Workers and Consumers
- As a trial judge, Brown barred a lawsuit brought by a former Navy officer who had developed mesothelioma from asbestos products. He held that a statute that limited certain corporations’ liability for asbestos-related claims applied retroactively. Brown was overruled by the Texas Supreme Court. Texas Civil Justice League, an anti-consumer and anti-worker protections organization, filed an amicus curiae brief in support of affirming the circuit court and Brown’s trial court decisions. Brown delivered a campaign speech to this group in 2018.
- On the Texas Supreme Court, Brown voted to overturn a jury verdict for a railroad employee who contracted West Nile Virus after the railroad company, which knew about the existence of mosquitoes infected with the virus in the area, failed to adequately warn workers or provide mosquito repellant. Against a strong dissent, the majority held that common law doctrine about wild animals applied, eliminating the railroad’s duty to the employee.
- Brown has delivered speeches to organizations, backed by the wealthy and powerful, that fight to keep Americans from holding corporations accountable. In 2017 he spoke to the Civil Justice Reform Group, a secretive funder of corporate-backed anti-consumer and anti-worker associations.
- As a judge for Texas’s Fourteenth Court of Appeals, Brown wrote an opinion allowing the prosecutor to comment in court about a criminal defendant’s silence in response to police questioning, holding it did not violate the right against self-incrimination.
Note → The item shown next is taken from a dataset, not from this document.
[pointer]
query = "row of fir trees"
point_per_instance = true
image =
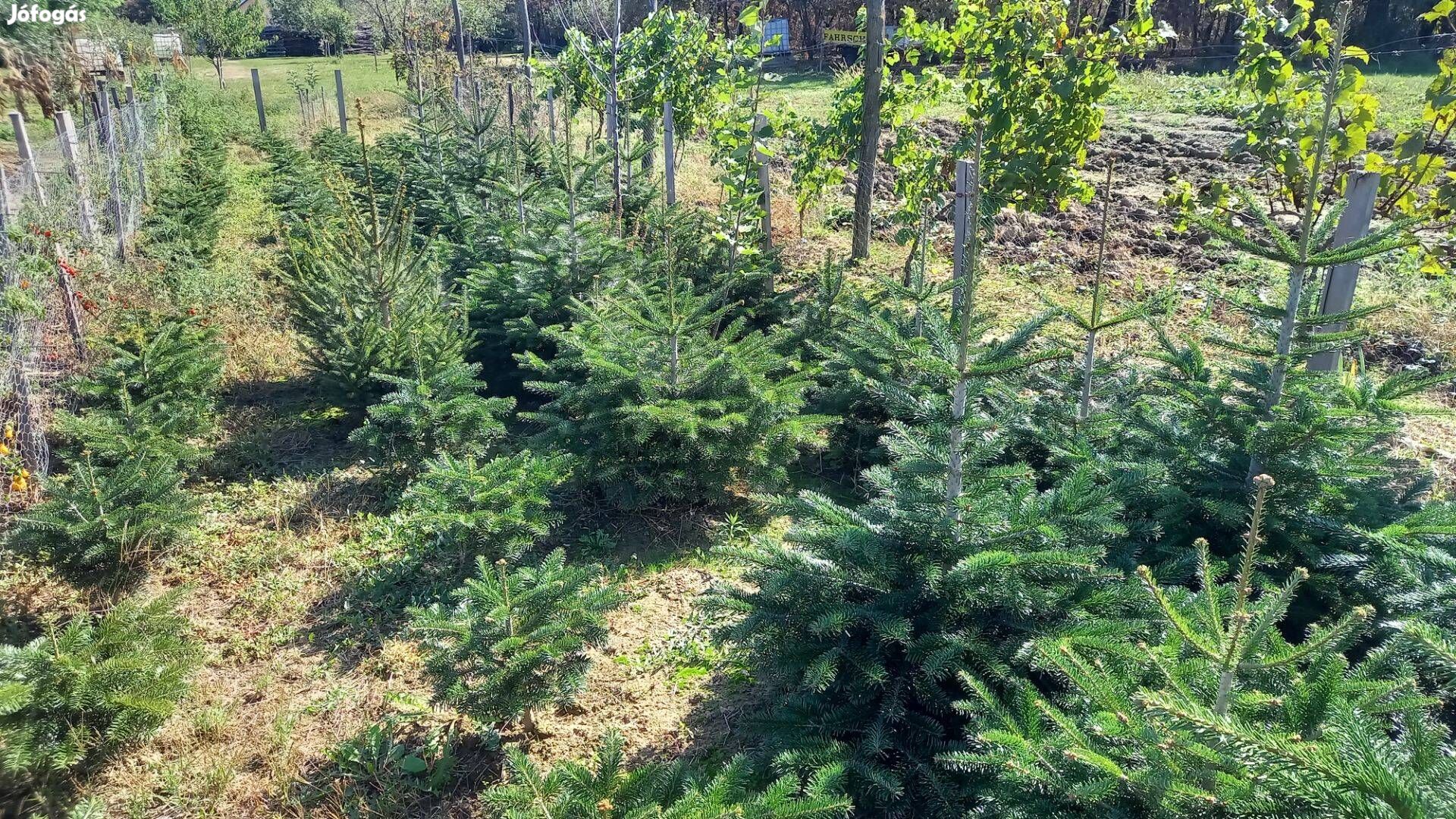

Although this decision was ultimately affirmed 5-4 in the U.S. Supreme Court, Justice Breyer in dissent wrote that, “to allow [the prosecutor to] comment on silence directly or indirectly can compel an individual to act as ‘a witness against himself’—very much what the Fifth Amendment forbids.”
- On the Texas Supreme Court, Brown authored an opinion allowing evidence found after an illegal police seizure to be introduced at a civil-forfeiture proceeding. As a matter of first impression, the Court held that the evidentiary exclusionary rule does not apply in civil-forfeiture cases.
- Brown, while on the Fourteenth Court of Appeals, wrote an opinion on the Fourth Amendment’s right against unreasonable searches and seizures that was reversed. Brown had determined that the defendant was not detained when the police officer had partially blocked the defendant’s vehicle with his car, turned his car’s spotlight on, and demanded identification in a loud voice. The Texas Court of Criminal Appeals disagreed, finding that the defendant had been detained because a reasonable person in his position would not have felt free to terminate the police encounter.